第23話 十騎士

「ちょーっと、時間いいかしら?ジャック」

「え……なんだか嫌な予感がするんだが……」


 ミリーの怪しげな態度に顔を引きつかせるジャック。まさかこんなところで会うとは、随分運がいい男じゃないか。

 それに帝都でも騎士服を身に纏っているなんて仕事熱心で素晴らしいな。……ん?どうしてジャックは騎士服を着ている?休暇ではないのか?


「あそこにある雑貨店、見えるでしょ?あの店に入ってちょっとだけ店内をめちゃくちゃにしてほしいんだけど……」

「何を頼んでんだ!俺は騎士だぞ!!騎士!!」

「騎士だからこそよ。あの店、犯罪者と繋がりがありそうなのよね~」

「なんでお前らがそれを……はは、そんなわけないじゃないか。あの店は何の罪もない正規のお店ですよ。あははは」


 必死に誤魔化したけど今こいつ、『なんでお前らがそれを知っているんだ?』って言いそうになったよな。つまり、あの店が本当に犯罪者と繋がりがあり、それをジャックは知っているということになる。……おいおい、これは詳しく事情を聞かせてもらわなきゃなぁ。

 もちろん【久遠の証】の面々も俺と同じ結論に辿り着いたようで、情報を吐かせるためにジャックに圧をかける。


「んん~、なにか、知っているようね~」

「吐け」

「さ、さぁ。何のことだか……」


 情報を吐かせたい【久遠の証】と情報を吐きたくないジャック。二つの勢力が鬩ぎ合いは、突如として終結を迎える。数名の騎士が接近してきたのだ。

 しかもその接近してきた騎士達、かなりの逸品だと一目でわかるような防具や武具を身に着けている。身に纏うオーラも只者ではない……ような気がする。ちょっと強者っぽいことを言ってみたかっただけ。

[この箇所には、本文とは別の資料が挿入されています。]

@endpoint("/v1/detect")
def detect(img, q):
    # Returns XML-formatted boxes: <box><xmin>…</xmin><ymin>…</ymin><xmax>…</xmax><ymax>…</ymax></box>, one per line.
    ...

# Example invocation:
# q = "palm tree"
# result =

「どうしたんですか、ジャック君。おや、あなた方は……見覚えがありますね。たしか、【久遠の証】という名のA級冒険者パーティじゃないですか」


 騎士の一人が口を開いた。整えられた金髪に細身の体、眼鏡をかけた神経質そうな男だ。一つ一つの所作が洗練されているように見えることから、貴族の関係者だろうか。

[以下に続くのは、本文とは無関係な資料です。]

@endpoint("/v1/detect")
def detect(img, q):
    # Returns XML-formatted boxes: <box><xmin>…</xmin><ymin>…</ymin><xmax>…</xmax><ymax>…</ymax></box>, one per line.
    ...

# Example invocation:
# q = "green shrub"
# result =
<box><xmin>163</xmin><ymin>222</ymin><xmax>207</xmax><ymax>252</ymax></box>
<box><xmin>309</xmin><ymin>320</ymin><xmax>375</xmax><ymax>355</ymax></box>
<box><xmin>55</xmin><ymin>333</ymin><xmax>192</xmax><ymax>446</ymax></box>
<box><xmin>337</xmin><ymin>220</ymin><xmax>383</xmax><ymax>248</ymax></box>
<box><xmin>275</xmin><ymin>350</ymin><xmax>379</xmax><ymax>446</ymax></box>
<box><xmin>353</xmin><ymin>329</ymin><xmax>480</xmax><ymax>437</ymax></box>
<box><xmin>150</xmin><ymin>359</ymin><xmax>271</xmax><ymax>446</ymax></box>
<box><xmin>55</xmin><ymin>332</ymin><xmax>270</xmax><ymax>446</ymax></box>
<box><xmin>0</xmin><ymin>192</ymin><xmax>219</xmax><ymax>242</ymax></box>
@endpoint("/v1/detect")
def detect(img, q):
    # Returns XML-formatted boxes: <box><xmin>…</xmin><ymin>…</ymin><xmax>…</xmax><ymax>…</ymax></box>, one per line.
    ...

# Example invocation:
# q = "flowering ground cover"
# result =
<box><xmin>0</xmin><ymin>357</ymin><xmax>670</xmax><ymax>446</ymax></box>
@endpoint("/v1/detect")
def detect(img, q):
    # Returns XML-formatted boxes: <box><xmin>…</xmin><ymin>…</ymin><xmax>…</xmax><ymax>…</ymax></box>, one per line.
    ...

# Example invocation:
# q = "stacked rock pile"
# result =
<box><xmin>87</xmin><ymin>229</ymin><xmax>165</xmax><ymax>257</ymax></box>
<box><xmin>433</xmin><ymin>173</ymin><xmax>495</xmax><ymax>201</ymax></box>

「ふむ、なるほど……。そういうことですか、ジャック君。あぁ、何も言わなくていいですよ。言わずともすべてを理解しました。彼女達に助っ人として、今回の任務に参加してもらおうということですね」


 なんだこいつ。何も理解できていないじゃないか、恥ずかしいやつだな。おい、眼鏡をクイっとあげるな。


「い、いや、こいつらは」

「そうなんですよ!私達【久遠の証】が助っ人として任務に参加させてもらいます!」

「えぇ……」


 ミリーはジャックが訂正する前に無理やり押し通した。


「ふふ。私の推理に外れはなかったようだね」

「(うわっ、そんな自信満々な顔されたらもう訂正できねぇ……)あはは、まぁそういうことです……」

「ちょっとちょっと、待って下さいよ!!本当にこの人達を任務に加えるつもりですか?極秘任務ですよ?極秘任務っ!冒険者など信用できません」


 桃色の髪に小柄な体格、それに生意気そうな顔をした騎士が不満を口にした。なんとなくムカつくが、確かにこの男の言う通りではある。冒険者を極秘任務の助っ人に選ぶなんて、まぁ正気の沙汰じゃない。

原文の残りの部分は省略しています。